Esto no solo crea opinión, sino hábitos de consumo. Por eso, ya no es necesaria la censura que presentaban las distopías clásicas. Ya no es necesario quemar libros a 451 grados Fahrenheit, solo hay que colocar encima de ellos una montaña de pseudoliteratura con una portada atractiva acompañada de una cara mediática. El cine y el teatro, dominados por rostros televisivos sin talento, se encuentran igualmente en crisis. Las muestras de cualquier arte no comercial están amenazadas, se mantienen por un trabajo altruista y por el valiente público que acude a estas citas, y casi nunca por apoyos externos, demasiado preocupados por financiar entretenimiento y espectáculo.

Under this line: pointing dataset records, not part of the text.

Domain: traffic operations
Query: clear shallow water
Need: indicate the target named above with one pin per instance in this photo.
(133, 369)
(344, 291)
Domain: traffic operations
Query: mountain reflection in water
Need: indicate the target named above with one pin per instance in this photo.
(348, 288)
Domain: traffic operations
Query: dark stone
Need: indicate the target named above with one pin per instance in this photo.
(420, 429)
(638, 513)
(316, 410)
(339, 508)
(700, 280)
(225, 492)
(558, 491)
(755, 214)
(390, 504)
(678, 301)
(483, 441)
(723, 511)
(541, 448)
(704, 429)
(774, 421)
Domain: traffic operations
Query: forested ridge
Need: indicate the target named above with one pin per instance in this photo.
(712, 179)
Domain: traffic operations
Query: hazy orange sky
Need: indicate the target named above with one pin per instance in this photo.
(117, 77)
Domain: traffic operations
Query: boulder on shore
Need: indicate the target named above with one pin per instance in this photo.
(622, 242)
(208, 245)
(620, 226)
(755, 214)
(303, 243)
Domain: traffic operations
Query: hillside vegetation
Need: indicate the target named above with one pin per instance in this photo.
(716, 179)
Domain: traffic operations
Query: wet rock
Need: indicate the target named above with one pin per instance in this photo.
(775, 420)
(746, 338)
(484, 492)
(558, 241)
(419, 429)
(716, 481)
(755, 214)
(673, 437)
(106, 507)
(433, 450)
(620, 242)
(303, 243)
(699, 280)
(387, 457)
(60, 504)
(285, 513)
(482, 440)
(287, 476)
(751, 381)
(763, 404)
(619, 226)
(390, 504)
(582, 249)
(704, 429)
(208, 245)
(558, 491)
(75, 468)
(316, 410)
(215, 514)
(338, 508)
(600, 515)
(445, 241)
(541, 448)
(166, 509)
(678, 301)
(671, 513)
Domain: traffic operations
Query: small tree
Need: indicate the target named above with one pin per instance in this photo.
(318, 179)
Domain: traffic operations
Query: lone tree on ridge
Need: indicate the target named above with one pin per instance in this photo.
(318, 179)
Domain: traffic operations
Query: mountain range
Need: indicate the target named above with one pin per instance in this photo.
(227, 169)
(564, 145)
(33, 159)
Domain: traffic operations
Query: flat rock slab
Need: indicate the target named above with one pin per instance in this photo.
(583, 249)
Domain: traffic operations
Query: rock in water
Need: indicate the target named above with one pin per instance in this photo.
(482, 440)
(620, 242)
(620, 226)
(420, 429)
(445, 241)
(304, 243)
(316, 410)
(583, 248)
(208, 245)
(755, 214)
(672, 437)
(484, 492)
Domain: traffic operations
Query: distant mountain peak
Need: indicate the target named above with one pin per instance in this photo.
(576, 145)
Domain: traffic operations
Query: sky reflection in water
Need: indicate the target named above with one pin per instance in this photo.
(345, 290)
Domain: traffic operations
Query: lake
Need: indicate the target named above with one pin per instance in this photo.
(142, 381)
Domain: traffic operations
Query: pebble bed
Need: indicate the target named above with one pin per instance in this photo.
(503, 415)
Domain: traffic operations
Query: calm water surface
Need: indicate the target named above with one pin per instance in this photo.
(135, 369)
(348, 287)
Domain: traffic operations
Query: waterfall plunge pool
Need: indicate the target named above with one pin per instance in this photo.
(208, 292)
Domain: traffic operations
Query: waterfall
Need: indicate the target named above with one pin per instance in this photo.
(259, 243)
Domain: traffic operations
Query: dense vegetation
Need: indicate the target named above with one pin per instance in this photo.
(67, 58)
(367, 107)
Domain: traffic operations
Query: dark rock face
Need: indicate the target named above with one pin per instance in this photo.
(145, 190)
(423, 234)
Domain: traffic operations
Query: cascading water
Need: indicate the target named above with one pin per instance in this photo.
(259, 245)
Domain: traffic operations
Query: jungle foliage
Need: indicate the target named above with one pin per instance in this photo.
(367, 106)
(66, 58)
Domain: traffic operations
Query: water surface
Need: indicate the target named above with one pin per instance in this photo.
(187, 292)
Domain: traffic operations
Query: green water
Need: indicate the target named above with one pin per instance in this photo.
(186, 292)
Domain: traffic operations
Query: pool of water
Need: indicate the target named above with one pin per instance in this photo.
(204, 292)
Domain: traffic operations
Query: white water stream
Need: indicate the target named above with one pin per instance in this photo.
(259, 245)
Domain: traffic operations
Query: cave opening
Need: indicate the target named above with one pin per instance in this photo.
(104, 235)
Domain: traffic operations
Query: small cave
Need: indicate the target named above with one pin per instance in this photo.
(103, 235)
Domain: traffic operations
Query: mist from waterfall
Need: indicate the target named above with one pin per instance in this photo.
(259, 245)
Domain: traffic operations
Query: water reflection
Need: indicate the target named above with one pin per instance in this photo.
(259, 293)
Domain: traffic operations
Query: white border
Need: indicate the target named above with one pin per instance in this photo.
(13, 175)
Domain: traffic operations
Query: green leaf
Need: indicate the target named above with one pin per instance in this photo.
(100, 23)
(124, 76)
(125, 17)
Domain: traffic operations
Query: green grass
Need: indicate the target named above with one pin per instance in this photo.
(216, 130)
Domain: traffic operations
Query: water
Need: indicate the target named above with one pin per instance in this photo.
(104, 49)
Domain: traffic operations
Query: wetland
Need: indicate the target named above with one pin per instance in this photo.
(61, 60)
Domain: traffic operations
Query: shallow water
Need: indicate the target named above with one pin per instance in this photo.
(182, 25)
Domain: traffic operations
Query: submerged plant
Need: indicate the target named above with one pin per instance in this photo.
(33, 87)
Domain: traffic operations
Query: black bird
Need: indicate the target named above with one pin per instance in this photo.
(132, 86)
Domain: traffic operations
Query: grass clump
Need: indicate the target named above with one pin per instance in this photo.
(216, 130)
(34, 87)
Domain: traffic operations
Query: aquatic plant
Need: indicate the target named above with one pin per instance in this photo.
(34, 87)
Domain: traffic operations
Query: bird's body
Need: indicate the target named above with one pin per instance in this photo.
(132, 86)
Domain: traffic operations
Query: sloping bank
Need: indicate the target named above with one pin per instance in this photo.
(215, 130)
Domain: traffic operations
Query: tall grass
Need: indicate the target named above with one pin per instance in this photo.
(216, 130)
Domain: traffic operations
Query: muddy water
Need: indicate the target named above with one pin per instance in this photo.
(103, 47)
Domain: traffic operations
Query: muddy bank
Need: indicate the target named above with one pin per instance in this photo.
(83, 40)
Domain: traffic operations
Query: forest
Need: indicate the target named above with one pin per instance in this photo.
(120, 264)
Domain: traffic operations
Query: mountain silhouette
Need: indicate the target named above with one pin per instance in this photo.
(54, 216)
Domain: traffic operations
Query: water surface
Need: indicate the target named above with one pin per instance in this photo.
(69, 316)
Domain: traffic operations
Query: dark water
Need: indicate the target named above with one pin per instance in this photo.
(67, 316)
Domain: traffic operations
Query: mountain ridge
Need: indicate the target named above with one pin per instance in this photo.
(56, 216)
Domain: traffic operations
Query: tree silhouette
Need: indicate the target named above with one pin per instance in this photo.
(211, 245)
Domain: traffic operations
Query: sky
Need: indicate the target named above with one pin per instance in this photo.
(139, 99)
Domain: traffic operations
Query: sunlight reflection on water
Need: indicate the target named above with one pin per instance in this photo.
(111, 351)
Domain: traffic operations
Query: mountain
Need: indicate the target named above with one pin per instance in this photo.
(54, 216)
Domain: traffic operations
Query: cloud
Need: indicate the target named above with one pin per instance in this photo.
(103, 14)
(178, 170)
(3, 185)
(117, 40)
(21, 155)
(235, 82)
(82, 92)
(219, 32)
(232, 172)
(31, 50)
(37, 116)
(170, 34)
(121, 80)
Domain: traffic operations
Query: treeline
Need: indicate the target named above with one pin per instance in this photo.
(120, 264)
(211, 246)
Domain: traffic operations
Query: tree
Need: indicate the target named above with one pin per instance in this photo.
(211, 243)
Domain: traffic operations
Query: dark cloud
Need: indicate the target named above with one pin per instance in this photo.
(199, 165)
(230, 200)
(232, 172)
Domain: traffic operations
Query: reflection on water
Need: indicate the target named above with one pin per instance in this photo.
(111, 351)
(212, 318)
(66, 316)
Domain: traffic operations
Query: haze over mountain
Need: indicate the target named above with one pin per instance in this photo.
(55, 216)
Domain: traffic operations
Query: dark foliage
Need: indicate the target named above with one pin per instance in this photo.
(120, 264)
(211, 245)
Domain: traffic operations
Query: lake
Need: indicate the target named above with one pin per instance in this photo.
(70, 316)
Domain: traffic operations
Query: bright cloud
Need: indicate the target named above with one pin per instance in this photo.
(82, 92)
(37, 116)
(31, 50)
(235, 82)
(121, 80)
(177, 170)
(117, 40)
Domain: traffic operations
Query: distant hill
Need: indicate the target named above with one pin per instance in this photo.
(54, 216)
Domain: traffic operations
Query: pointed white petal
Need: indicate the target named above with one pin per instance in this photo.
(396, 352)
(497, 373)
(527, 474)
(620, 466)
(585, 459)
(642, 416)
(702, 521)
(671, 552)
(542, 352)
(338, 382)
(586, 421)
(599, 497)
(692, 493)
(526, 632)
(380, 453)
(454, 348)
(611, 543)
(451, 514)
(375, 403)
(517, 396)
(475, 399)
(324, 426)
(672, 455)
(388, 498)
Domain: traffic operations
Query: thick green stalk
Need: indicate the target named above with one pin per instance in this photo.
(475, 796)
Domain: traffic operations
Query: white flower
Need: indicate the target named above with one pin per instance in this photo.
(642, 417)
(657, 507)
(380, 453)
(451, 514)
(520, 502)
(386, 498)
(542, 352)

Las advertencias de Pasolini y de Cronenberg (tanto padre como hijo) son similares: una crisis se vuelve más fuerte cuando afecta a una mayoría que ha cedido sus derechos a cambio de evasiones triviales. Esto puede cambiar, y la clase trabajadora debe ser protagonista de este cambio. «Si usted quiere regresar a la realidad, apague el televisor. Es muy fácil. Se hace con la mano y con lo que le quede de su voluntad», concluía el personaje de Rutger Hauer en The Osterman Weekend, de Sam Peckinpah.